Ein niedriger Kaliumspiegel während der ersten Hälfte der Schwangerschaft ist mit einem geringeren Risiko für die Entwicklung von Schwangerschaftsdiabetes mellitus und schwerer Präeklampsie verbunden

Ziel. Untersuchung des Zusammenhangs zwischen dem Kaliumspiegel während der ersten Hälfte der Schwangerschaft und der Entwicklung von Schwangerschaftsdiabetes mellitus (GDM) und hypertensive Störungen in der zweiten Hälfte der Schwangerschaft.

Methoden. Die Studienpopulation umfasste alle registrierten Geburten zwischen den Jahren 2001-2007. Die Kaliumspiegel während der ersten Hälfte der Schwangerschaft wurden nach folgenden Gruppen sortiert: K < 3,5 mEq/ l; K = 3,5–3,99 mEq/ l; und K ≥ 4 mEq/l. Der lineare durch lineare χ2-Test wurde verwendet, um den Zusammenhang zwischen dem Kaliumspiegel zu Beginn der Schwangerschaft und Schwangerschaftskomplikationen zu bestimmen.

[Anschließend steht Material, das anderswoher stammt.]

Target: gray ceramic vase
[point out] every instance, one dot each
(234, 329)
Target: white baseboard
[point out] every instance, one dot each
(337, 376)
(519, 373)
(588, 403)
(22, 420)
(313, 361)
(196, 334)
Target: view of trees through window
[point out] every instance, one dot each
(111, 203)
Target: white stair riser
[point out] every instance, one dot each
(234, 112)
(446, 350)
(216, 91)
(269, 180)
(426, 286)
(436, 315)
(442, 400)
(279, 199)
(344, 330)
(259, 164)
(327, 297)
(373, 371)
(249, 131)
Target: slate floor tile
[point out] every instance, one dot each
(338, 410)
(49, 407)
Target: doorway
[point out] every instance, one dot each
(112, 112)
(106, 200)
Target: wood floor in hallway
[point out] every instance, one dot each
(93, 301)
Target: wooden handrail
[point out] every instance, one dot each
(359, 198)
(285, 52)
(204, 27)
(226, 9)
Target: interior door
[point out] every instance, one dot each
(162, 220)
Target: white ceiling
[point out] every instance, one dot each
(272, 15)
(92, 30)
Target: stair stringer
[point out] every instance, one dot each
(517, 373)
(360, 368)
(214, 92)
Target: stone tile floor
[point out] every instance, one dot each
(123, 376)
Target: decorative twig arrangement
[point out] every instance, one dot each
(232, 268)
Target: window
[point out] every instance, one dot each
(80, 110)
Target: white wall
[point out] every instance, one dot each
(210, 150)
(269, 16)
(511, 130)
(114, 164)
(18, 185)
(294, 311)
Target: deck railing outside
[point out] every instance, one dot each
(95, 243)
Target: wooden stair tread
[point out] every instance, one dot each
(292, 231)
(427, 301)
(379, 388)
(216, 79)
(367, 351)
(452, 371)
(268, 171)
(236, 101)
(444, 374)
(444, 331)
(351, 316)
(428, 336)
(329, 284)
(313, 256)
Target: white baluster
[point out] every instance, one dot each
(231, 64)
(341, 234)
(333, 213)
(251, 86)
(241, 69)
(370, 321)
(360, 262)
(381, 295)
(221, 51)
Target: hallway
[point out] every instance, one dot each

Ergebnisse. Die Studienpopulation umfasste 8114 Lieferungen. Ein signifikanter linearer Zusammenhang zwischen dem Kaliumspiegel in der ersten Hälfte der Schwangerschaft und der Prävalenz von GDM in der zweiten Hälfte der Schwangerschaft wurde dokumentiert: 6,3% in der K < 3,5 mEq/ l–Gruppe, 6,6% in der K = 3,5-3,99 mEq/ l-Gruppe und 8,2% in der K > 4 mEq/ l-Gruppe; (p = 0,008). Eine statistisch signifikante für niedrigere Raten von schwerer Präeklampsie wurde zwischen den Gruppen festgestellt: 0,4% in der K < 3,5 mEq / l–Gruppe, 0,9% in der K = 3,5–3,99 mEq / l-Gruppe, 1,3% in der K = 4,0-4,99 mEq / l-Gruppe und 1,5% in der K ≥ 5 mEq / l-Gruppe, (p = 0,027). Tatsächlich wurde K > 5 mEq/ l als signifikanter Risikofaktor sowohl für schwere Präeklampsie als auch für GDM festgestellt. Unter Verwendung von zwei multiplen logistischen Regressionsmodellen, die das Alter der Mutter kontrollierten, wurde der Kaliumspiegel als unabhängiger Risikofaktor sowohl für GDM als auch für schwere Präeklampsie festgestellt.

Schlussfolgerungen. Hohe Kaliumspiegel während der ersten Hälfte der Schwangerschaft sind mit einem höheren Risiko für die Entwicklung von GDM und schwerer Präeklampsie verbunden.